José María Fernández-Luna, que siempre está presente en Patrick Ericson, sitúa, a mi entender, el momento clave de su trama ucrónica en el 6 de febrero de 1943, momento en que Ribbentrop y Molotóv se reunieron en la ciudad de Kaunas, en la hoy independiente Letonia. En ese momento firmaron un tratado donde se acordó la retirada de las tropas alemanas en Stalingrado a cambio de que los rusos aceptaran la pérdida de las provincias conquistadas y permanecieran neutrales en la guerra que Alemania habría de sostener contra las fuerzas aliadas de Gran Bretaña y Norteamérica (Pág 54). ¿Por qué ocurre este pacto? Por que Hitler estaba convaleciente de un intento de envenenamiento y por que Stalin había ignorado la información que recibía de sus propios generales respecto a la situación de las tropas alemanas.

Otro momento importante del giro en los acontecimientos históricos, que el autor considera de 360 grados, es la reunión en la Cancillería, previa citación de Goering, de Heinz Guderian, Erwin Rommel, Karl Doenitz, Albert Speer, Josef P. Goebbels, Alfred Jodl, Martin Bormann, Von Ribbentrop, Von Manstein y Adolf Galland (pág. 59 y ss.) donde llegan al acuerdo de orientar el rumbo de la contienda, al margen de Hitler, aunque para mayor gloria suya, y dedicarse a fabricar armas y armas, aviones y aviones, tanques y tanques, desarrollando todas las novedades armamentísticas que con Hitler al frente del poder no podrían y, de esa forma, dar un vuelco al rumbo de la guerra a favor de los intereses alemanes.

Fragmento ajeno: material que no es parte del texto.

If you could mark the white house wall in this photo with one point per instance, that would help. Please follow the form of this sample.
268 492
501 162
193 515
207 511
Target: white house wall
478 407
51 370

He citado todos esos nombres para que el imposible lector de este comentario entienda que la novela se caracteriza por su consistente documentación, pero que a partir de esa base, el autor nos llevará sobre todo al misterio que rodea el intento de envenenamiento de Adolf Hitler, en una cena en la que están presentes sus más cercanos amigos y colaboradores, y dónde todos, menos el amo de Alemania, salen ilesos.

¿Quién quiere atentar contra la vida del dictador y ocupar su puesto en ese brillante futuro que le espera a la Alemania victoriosa, fundando un IV Reich? Eso, Patrick nos lo guarda con mano maestra, entre las páginas, y sólo al final el lector encontrará respuesta al misterio.

Dije anteriormente que hablaría de Styria, una editorial que yo creía cuidaba sus ediciones. En esta novela debo decir que desde la página 8 se ven sus errores, como inventar la isla “Magadascar”, permitir la reiterada aparición de errores como “no hay nada qué...”, “a ninguno de los presentes le caí bien el almirante...”, “Ahora que en está en nuestras manos...”... Incluso la reiterada aparición de la expresión “En eso que...”, más propio del posible manuscrito del autor que de la obra ya impresa. Patrick está trabajando muy duro y se merece que cualquier editorial cuide con todo el esmero posible la edición de sus novelas.